Neben Robert Hoyzer müssen auch die Hintermänner des Schiedsrichterskandals, die Brüder S., weiterhin in Untersuchungshaft bleiben. Einer ihrer Verteidiger sagte anwesenden Journalisten: „Mein Mandant ist unschuldig.“ Die Ermittlungen der Staatsanwaltschaft haben ergeben, dass Robert Hoyzer bereits 2004 ähnliche Straftaten begangen hat. Generalstaatsanwalt Hansjürgen Karge rechnet mit einer empfindlichen Freiheitsstrafe.

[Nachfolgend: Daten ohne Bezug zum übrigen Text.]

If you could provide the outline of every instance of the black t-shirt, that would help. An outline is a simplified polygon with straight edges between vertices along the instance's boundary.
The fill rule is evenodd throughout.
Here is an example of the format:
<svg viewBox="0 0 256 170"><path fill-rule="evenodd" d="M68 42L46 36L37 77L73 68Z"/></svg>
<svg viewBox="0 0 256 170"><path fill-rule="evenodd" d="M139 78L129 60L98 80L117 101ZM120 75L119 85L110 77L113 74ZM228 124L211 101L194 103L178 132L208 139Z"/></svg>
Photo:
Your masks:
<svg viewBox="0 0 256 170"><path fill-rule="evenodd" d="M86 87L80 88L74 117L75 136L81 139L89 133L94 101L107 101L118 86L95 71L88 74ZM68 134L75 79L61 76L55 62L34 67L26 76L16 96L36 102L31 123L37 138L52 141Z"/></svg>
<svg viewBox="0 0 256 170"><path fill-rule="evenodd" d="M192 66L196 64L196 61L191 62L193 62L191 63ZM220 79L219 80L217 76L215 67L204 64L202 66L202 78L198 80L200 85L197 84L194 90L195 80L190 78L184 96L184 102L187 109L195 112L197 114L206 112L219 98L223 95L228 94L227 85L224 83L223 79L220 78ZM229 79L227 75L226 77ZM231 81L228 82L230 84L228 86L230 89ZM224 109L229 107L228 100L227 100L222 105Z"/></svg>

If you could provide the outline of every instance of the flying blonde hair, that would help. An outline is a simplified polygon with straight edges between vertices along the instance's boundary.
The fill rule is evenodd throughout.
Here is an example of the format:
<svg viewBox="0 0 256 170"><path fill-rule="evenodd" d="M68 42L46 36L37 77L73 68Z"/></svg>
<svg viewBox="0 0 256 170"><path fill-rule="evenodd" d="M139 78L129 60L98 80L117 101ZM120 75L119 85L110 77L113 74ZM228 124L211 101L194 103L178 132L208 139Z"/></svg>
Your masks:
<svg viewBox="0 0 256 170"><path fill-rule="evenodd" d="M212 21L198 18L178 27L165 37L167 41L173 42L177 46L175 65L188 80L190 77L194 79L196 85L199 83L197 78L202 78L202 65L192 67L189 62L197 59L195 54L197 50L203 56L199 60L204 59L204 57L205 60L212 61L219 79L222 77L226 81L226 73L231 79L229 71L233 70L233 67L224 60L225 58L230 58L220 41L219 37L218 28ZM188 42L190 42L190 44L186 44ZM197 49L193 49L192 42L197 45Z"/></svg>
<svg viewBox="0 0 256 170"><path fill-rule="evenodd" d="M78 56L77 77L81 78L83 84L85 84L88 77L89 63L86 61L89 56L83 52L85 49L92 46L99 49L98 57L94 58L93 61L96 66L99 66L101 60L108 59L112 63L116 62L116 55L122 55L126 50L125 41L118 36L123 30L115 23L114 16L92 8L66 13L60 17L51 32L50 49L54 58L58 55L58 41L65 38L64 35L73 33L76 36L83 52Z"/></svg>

Hoyzers Rechtsanwalt Stephan Holthoff-Pförtner bezeichnete die Anordnung der Untersuchungshaft im Tagesspiegel als „eine sehr populistische Entscheidung der Staatsanwaltschaft“. Er räumte allerdings ein, dass Hoyzer, indem er ein weiteres mutmaßlich manipuliertes Spiel verschwiegen hat, einen Vorwand lieferte.

Derzeit ist eine Sonderkommission mit 40 Polizisten und vier Staatsanwälten für die Ermittlungen zuständig. „Jede Person, die in den Vernehmungen oder in den Medien genannt wird, muss durch die Mühle gedreht werden. Alle können sicher sein: Wir werden jeden Stein umdrehen, bis alles aufgeklärt ist“, sagte der Generalstaatsanwalt.